Esta tercera máxima de Descartes es excelente porque sencillamente nos sugiere todo lo contrario: Yo soy el que debo de cambiar, el que debe pensar de otro modo con respecto al mundo. El mundo siempre está bien, yo pienso mal. Necesito vencerme a mí mismo para aceptar que las circunstancias del mundo ocurren siempre de un modo y que en mí está el aceptarlas de buen grado o rechazarlas con sufrimiento. Por supuesto que esto no es obstáculo para que, antes de que ocurran, pueda yo tener alguna influencia para que sucedan de una forma más o menos deseable para mí pero, en las que ya ocurrieron de un modo determinado, no tengo por qué estar deseando que hubiesen ocurrido de otra manera, ni por qué arrepentirme porque no hice nada para que ocurrieran como yo lo deseaba.
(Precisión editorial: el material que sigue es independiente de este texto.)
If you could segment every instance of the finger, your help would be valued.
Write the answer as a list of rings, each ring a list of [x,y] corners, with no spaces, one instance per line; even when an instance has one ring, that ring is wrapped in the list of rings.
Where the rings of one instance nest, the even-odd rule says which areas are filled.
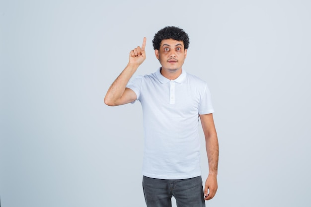
[[[134,51],[134,54],[135,54],[135,56],[137,56],[138,55],[138,53],[137,53],[137,48],[135,48],[133,50]]]
[[[137,47],[137,53],[138,54],[139,56],[142,54],[142,50],[141,49],[141,47],[139,46]]]
[[[134,53],[134,50],[131,50],[131,52],[130,52],[130,56],[131,57],[135,57],[135,54]]]
[[[146,37],[144,38],[144,41],[143,41],[143,45],[142,45],[142,51],[145,51],[145,47],[146,47],[146,42],[147,41],[147,38]]]
[[[207,195],[205,197],[204,200],[209,200],[212,199],[215,196],[215,194],[216,194],[216,190],[210,190],[210,192],[208,193]]]

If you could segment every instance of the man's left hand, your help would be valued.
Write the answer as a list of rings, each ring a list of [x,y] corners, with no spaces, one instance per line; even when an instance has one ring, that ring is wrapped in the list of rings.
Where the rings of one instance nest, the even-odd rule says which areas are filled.
[[[217,176],[209,175],[205,182],[205,187],[204,187],[204,200],[207,201],[213,198],[215,196],[217,188]],[[208,193],[208,189],[209,190]]]

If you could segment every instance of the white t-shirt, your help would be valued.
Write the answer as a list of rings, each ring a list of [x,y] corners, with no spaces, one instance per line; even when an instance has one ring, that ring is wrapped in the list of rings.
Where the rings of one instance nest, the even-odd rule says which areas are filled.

En términos reales, Descartes nos sugiere con esta máxima que el hombre debe vencerse a sí mismo con respecto a la manera de traducir una circunstancia de la vida y pensar que así como ocurrió esta bien, y no estar queriendo que el mundo se convierta en una realidad que sea el reflejo de otra, dictada desde el fondo de sus propios deseos o apetencias. El mundo, pues, no tiene por qué ser totalmente agradable a mis ojos, ni a mis oídos, ni a mis deseos, pero yo puedo, si así lo quiero y logro vencerme, hacer que sea agradable en la medida en que piense que todo obedece a un orden real de acontecimientos y circunstancias que no dependen absolutamente de mí.

Todo esto se complementa con esta hermosa afirmación cartesiana: si nos persuadimos de que nada hay que esté enteramente en nuestro poder más que nuestros propios pensamientos, que sólo éstos nos pertenecen, nuestra voluntad se inclinará a desear sólo aquello que nuestra razón considere como posible de conseguir, pues si consideramos todos los bienes exteriores a nosotros como imposibles de obtener, no sentiremos la carencia de ninguno de ellos y, en consecuencia, tampoco sufriremos por no tenerlos.

Continúa...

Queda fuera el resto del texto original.